Water at the surface and underground is much higher than usual in some parts of Michigan. That means flooding has continued to plague some communities.
At the surface, Lake Michigan is four inches above where it was this time last June and more than a foot above its long-term average level.
As for groundwater, Kalamazoo County Drain Commissioner Pat Crowley points to the U.S. Geological Survey that monitor local levels . Eleven of the 22 wells in Kalamazoo County reached record high levels in March.
“Many of the rest of them were at high levels,” Crowley says.
In areas where the ground drains slowly, homeowners have watched their yards and basements fill with water. Crowley says she can’t think of a township in her jurisdiction that hasn’t seen flooding. She estimates that hundreds of homeowners have seen their properties flood.
Crowley says that people have been calling her office desperate to get the water out of their homes.
“There’s almost nothing that can be done because if they pump out, it just comes right back in,” she said.
Sealing a basement, she adds, can cause further damage.
“It’s sort of like holding a balloon underwater. You can sort of do that, but it puts a great deal of pressure on the structure,” she said.
Crowley says the land far away from rivers sometimes has the most trouble, because it can take longer to drain.
“If you live close to the river, the bad news is that you flood quickly, but sometimes you clean up and dry up more quickly.”
Crowley says some developers built too close to wetlands during dry years, setting houses up for flooding later on.
“There was a lot of building in 2000, when the water was down, and then it came back up again,” she said. “When they put their basement in it was dry but now it’s really wet.
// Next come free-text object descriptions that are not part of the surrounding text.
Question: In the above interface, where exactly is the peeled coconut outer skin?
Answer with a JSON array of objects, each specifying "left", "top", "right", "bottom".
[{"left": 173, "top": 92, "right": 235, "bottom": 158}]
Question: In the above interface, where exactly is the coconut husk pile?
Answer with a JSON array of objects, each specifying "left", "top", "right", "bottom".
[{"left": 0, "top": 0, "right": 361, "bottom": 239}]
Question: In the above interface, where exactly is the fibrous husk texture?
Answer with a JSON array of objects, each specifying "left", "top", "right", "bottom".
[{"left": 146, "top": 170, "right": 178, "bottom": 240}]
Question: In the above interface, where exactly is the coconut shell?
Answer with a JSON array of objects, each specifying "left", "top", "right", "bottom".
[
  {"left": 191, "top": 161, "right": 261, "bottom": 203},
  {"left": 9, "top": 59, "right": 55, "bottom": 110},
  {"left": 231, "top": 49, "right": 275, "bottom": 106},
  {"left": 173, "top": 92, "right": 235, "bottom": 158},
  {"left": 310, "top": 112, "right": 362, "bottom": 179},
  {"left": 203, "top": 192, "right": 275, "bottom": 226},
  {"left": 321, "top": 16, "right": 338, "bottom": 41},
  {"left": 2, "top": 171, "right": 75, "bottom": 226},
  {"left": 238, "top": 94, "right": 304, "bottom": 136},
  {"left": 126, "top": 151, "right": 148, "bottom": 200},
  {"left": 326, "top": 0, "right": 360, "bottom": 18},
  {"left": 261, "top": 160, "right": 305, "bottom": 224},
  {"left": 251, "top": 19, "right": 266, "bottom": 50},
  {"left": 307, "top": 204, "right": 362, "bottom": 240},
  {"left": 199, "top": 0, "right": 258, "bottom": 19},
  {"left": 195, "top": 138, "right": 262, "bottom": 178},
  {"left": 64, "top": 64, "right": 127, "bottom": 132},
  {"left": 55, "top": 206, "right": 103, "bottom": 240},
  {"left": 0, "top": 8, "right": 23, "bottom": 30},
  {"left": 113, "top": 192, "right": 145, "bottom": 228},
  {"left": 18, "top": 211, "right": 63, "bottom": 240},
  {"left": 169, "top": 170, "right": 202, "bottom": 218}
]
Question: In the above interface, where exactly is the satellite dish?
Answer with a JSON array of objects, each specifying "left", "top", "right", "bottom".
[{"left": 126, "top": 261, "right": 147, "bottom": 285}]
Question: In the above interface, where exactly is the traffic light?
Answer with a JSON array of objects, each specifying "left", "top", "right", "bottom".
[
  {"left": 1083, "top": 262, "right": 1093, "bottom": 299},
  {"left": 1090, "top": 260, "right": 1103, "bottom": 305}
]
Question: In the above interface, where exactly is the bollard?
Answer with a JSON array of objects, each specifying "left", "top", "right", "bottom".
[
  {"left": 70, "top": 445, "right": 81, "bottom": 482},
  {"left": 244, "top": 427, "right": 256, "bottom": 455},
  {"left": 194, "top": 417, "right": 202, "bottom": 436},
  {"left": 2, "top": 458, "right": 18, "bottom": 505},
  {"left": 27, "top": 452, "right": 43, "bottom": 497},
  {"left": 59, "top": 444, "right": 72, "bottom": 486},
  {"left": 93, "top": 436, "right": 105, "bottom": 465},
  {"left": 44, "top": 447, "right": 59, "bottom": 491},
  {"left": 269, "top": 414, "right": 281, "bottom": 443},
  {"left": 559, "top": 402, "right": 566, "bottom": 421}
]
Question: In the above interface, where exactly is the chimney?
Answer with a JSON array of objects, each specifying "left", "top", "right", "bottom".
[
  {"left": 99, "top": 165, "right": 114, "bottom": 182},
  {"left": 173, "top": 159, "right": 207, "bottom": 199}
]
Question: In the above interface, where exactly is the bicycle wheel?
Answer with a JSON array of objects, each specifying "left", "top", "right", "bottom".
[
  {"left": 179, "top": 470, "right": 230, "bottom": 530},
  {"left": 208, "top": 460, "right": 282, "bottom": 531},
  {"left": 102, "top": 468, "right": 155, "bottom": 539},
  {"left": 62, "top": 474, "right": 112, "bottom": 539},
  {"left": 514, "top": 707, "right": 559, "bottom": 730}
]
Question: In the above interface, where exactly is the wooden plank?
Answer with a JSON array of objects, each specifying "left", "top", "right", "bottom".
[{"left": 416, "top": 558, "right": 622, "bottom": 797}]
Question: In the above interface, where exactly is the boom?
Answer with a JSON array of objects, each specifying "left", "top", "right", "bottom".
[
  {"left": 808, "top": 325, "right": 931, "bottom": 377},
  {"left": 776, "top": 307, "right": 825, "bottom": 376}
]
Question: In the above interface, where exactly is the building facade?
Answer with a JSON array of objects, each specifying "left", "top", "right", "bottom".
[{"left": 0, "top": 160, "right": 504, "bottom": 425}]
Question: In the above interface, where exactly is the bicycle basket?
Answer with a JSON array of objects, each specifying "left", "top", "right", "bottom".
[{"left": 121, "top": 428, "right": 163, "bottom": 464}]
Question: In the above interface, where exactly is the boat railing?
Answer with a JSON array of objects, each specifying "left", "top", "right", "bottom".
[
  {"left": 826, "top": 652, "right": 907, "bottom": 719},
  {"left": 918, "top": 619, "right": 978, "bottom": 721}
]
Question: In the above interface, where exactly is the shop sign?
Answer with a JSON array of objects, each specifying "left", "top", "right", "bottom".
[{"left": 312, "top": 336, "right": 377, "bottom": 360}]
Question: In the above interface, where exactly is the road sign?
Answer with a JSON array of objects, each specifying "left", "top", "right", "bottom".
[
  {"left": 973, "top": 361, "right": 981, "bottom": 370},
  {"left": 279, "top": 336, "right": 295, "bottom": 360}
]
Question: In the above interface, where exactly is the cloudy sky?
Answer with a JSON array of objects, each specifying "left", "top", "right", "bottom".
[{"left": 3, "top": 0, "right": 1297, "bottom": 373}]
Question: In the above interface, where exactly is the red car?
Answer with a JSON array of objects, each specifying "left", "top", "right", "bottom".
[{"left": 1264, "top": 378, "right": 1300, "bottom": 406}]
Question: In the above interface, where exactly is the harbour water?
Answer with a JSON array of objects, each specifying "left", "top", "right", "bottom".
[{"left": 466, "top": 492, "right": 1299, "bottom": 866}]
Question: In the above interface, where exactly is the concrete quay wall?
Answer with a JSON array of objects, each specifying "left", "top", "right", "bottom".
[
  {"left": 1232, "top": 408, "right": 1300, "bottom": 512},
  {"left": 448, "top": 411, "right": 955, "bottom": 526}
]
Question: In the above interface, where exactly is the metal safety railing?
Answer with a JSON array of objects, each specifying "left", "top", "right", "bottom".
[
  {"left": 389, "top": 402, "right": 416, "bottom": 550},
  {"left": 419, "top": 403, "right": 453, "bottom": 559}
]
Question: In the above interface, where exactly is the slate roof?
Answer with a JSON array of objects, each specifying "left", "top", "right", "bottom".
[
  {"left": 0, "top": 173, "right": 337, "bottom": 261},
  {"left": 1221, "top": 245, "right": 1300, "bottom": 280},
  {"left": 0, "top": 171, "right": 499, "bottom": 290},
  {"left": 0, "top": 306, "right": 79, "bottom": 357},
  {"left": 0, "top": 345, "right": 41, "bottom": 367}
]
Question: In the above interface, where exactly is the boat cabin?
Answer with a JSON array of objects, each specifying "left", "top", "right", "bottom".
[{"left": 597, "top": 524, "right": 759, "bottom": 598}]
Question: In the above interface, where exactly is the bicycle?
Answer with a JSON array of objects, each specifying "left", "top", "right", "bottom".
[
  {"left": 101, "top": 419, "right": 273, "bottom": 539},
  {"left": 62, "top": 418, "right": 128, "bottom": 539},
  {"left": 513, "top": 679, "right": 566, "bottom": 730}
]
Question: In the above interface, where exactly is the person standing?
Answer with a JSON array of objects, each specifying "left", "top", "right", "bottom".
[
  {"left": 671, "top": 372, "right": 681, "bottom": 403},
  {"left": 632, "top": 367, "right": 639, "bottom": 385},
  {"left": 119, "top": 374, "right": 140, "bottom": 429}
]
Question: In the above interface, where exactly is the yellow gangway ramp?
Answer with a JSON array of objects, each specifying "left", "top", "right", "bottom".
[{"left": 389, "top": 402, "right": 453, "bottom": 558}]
“Now it’s really hard to find building sites that aren’t really wet because all the good ones have been taken.”
Western Michigan University geologist Alan Kehew says it’s natural for water levels to fluctuate.
“It’s just a very wet climatic period and it’s all part of normal climatic cycles,” Kehew said.
“We’re just apparently at one of the very peaks right now."
He says that whether Michigan dries out some this summer depends on how much rain falls.